Spurs coach Gregg Popovich insists he ensures his aging stars escape the NBA grind as best they can. So much that he sat Tim Duncan, Manu Ginobili, Tony Parker and Gerald Green in the team’s 105-100 loss Thursday to Miami.
NBA commissioner David Stern seems adamant that nothing compromise his brand and TV ratings. So much that he levied a $250,000 fine against the Spurs for leaving their stars out of a TNT-broadcast game.
Nearly 3,000 miles away, the Lakers mostly played the role of Switzerland.
Coach Mike D’Antoni didn’t want to offend Stern: “I’m glad the commissioner is the commissioner. I think everybody has an opinion. But it’s not my place to have one.”
Lakers center Dwight Howard didn’t want to involve himself in any controversy: “It has nothing to do with the Lakers. It has nothing to do with what we’re trying to accomplish.”
But there was one veteran who sounded more than eager in giving enlightened perspective.
“I thought as a coach you can do what’s best for your team,” Lakers forward Antawn Jamison said. “But with the ratings, being on TNT and people seeing the San Antonio Spurs play Miami, David has a different agenda. It didn’t surprise me he rested those guys. It surprised me the NBA said something.”
Howard may be right not to care at all about this issue. In his fast-paced offense, D’Antoni hardly has cast himself with a reputation to rest players for significant minutes, let alone entire games. Said D’Antoni: “I don’t want to get into that because you’re talking about the best coach of the league.”
But the incident sparks discussion on a significant issue.
Has Stern set a bad precedent in dictating how a coach should manage his team? Should Popovich feature his players so fans of all sides can enjoy them? Are players obligated to tough it out as many former players of past generations boast they did?
Jamison, a 15-year veteran, weighed all those variables with varying clarity.
He understood Stern’s power: “This is their business. They can do what they want to do.”
Jamison defended Popovich’s intentions: “He’s not doing in my eyes to hurt the game. Of course you want to see Parker, Ginobili and Duncan goes against the Heat and stuff like that and guys were ready for that. But once he gave his explanation on why he did it, I understand it. They’re not the youngest team in the league.”
Jamison nailed down the outside perception perfectly: “As a fan, it would’ve been great to see LeBron [James] try to get shots in the paint against Tim Duncan and Manu Ginobili going against D-Wade.”
Jamison also respected how ex-players insist the current one grind out the season by any means necessary: “Old school guys didn’t get iced, didn’t fly.

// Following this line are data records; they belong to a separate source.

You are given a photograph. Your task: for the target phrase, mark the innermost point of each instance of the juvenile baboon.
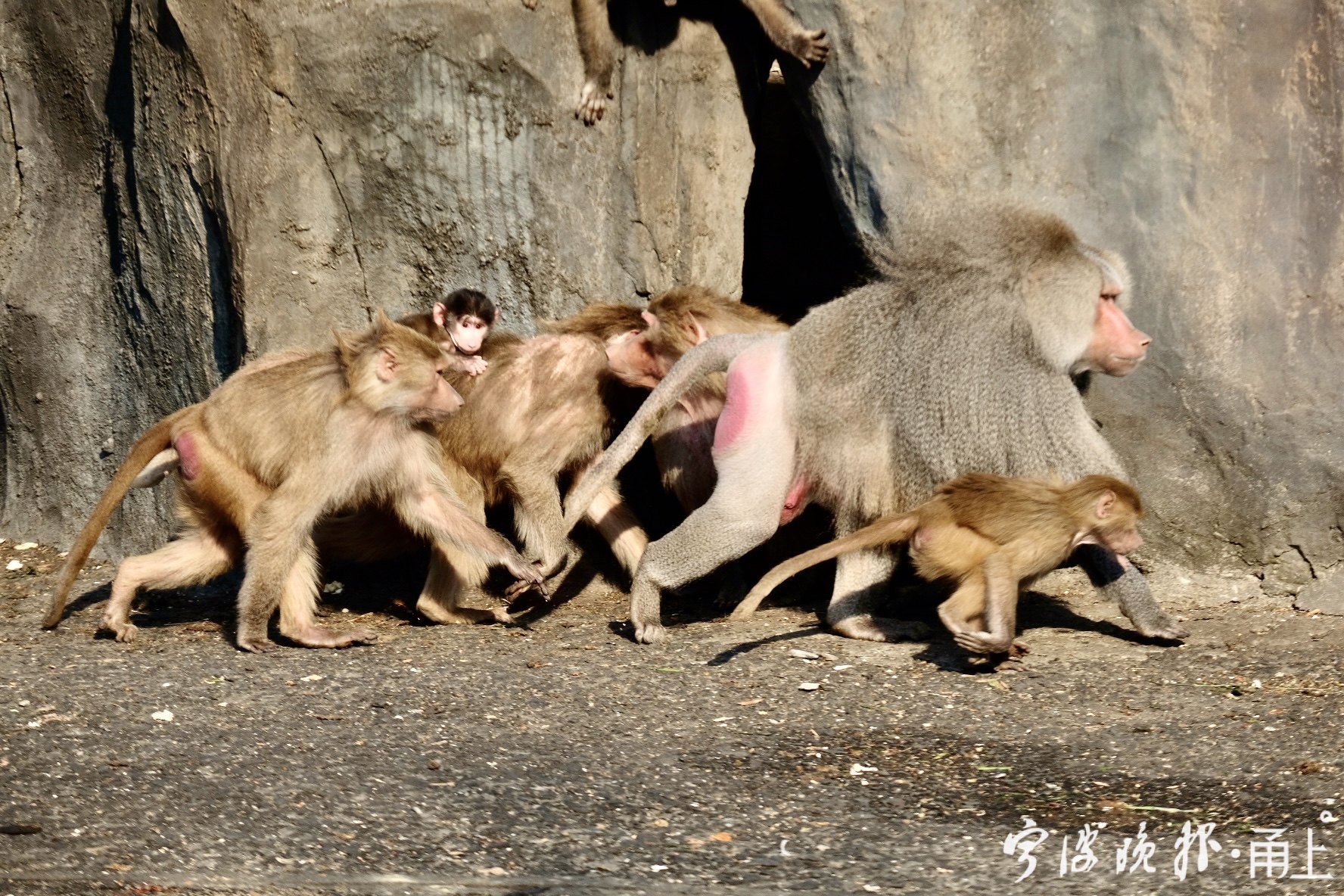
(957, 358)
(460, 325)
(269, 453)
(990, 537)
(597, 46)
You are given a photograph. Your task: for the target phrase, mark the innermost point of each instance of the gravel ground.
(557, 757)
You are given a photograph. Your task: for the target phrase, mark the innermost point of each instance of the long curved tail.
(888, 530)
(710, 356)
(155, 440)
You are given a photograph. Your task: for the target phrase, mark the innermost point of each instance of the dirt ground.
(557, 757)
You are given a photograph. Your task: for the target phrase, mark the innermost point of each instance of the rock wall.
(187, 185)
(1203, 140)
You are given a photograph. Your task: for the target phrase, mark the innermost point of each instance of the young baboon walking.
(990, 535)
(959, 358)
(269, 453)
(675, 322)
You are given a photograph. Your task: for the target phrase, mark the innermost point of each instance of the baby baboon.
(959, 358)
(990, 535)
(460, 325)
(597, 46)
(269, 453)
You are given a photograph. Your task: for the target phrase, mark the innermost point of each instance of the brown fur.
(269, 453)
(542, 410)
(988, 535)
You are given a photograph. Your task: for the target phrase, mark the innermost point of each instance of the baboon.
(542, 409)
(675, 322)
(988, 535)
(460, 325)
(597, 46)
(468, 312)
(959, 356)
(269, 453)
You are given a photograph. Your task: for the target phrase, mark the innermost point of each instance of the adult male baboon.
(957, 358)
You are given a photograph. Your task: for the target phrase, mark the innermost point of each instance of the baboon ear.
(694, 329)
(386, 369)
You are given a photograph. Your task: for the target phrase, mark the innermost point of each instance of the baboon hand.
(982, 642)
(592, 102)
(528, 577)
(810, 48)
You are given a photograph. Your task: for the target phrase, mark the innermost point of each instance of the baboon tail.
(888, 530)
(710, 356)
(155, 440)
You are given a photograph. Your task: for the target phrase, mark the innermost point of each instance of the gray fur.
(956, 359)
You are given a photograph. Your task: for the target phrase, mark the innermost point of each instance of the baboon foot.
(648, 632)
(592, 102)
(808, 48)
(1162, 627)
(120, 627)
(460, 615)
(869, 627)
(319, 637)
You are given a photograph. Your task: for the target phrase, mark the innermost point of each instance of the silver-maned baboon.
(960, 356)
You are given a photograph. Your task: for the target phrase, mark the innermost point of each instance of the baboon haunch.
(959, 356)
(988, 535)
(597, 46)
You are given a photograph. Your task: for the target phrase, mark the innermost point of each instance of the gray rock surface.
(185, 185)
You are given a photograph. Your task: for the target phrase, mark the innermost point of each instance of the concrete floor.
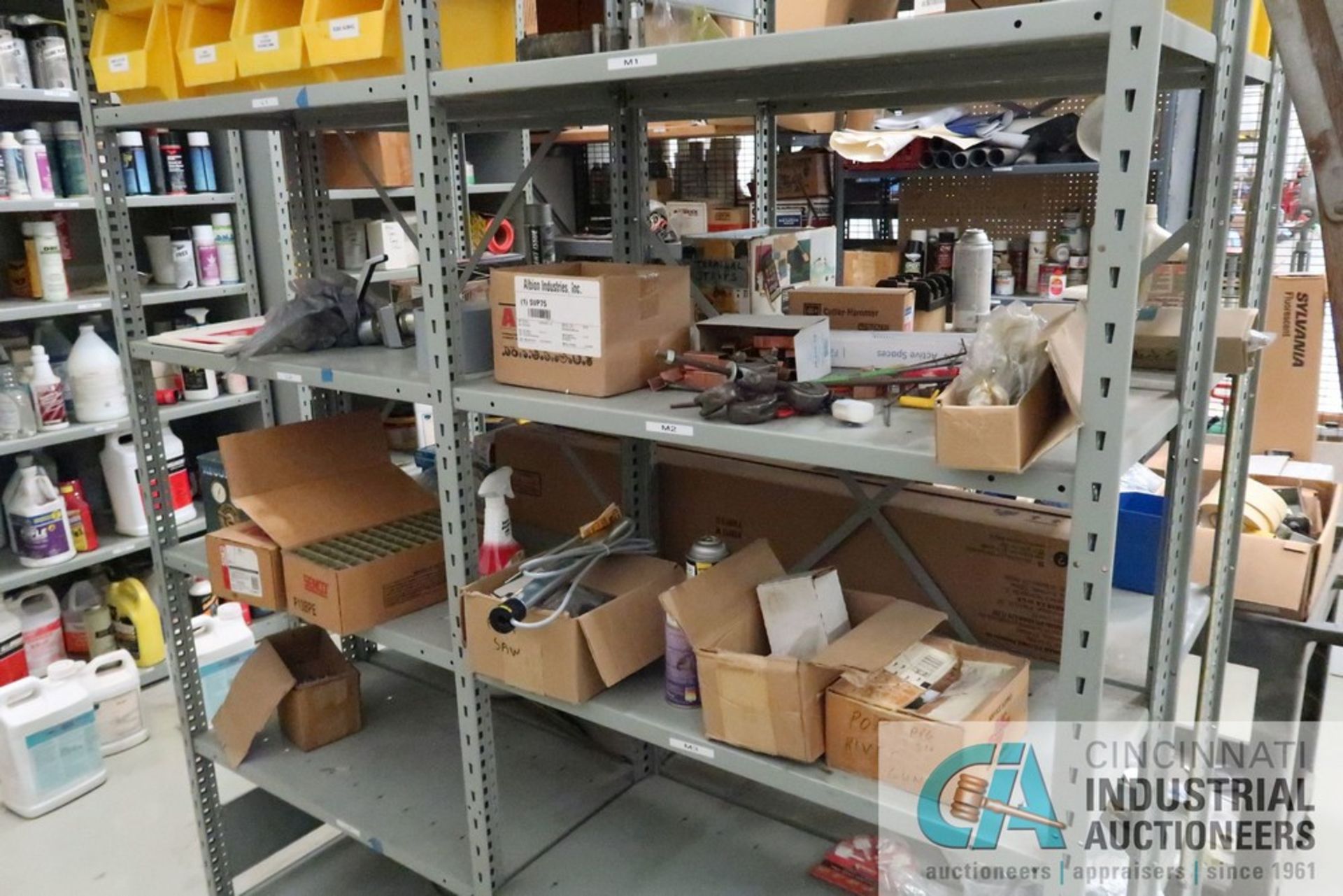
(136, 836)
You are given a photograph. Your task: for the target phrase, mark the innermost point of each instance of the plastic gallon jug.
(83, 595)
(14, 664)
(39, 522)
(49, 742)
(96, 382)
(223, 643)
(113, 683)
(39, 614)
(121, 472)
(134, 621)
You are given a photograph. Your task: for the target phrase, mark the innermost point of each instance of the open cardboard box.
(775, 704)
(304, 676)
(1011, 437)
(902, 747)
(571, 659)
(312, 483)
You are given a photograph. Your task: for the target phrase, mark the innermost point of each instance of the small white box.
(387, 238)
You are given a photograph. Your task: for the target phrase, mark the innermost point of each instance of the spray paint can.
(681, 676)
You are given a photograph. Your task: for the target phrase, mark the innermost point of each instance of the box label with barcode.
(559, 315)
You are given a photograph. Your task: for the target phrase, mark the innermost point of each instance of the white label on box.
(241, 557)
(267, 41)
(242, 582)
(695, 750)
(642, 61)
(671, 429)
(344, 29)
(559, 315)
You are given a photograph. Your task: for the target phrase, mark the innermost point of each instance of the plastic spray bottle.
(499, 546)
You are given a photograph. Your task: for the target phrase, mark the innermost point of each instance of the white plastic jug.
(14, 664)
(39, 522)
(96, 382)
(113, 683)
(83, 595)
(121, 472)
(39, 614)
(223, 643)
(49, 742)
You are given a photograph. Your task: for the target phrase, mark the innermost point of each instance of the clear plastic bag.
(322, 313)
(1005, 360)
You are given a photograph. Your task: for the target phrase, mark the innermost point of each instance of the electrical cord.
(550, 571)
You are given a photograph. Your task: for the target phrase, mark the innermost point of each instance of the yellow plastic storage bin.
(269, 43)
(1201, 14)
(477, 33)
(356, 38)
(134, 57)
(204, 49)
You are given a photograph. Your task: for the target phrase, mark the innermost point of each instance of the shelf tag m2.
(559, 315)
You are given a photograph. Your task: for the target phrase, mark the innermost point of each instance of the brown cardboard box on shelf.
(857, 308)
(747, 271)
(868, 268)
(1010, 439)
(1281, 578)
(246, 566)
(877, 739)
(311, 484)
(804, 175)
(302, 675)
(772, 704)
(1157, 341)
(1290, 376)
(386, 152)
(588, 328)
(576, 659)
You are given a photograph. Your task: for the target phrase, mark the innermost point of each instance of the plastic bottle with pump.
(499, 546)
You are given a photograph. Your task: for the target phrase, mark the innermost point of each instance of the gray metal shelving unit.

The day and age has changed. We definitely have a it a lot easier than those guys. I respect those guys. I respect the pavement they made for myself. When they speak, I listen.”
But with Stern issuing a sharply worded statement criticizing Popovich’s decision, Jamison remains puzzled.
“That’s the thing that threw me off,” Jamison said. “We all know Pop. He always does it.”
But this time, Popovich was punished for it.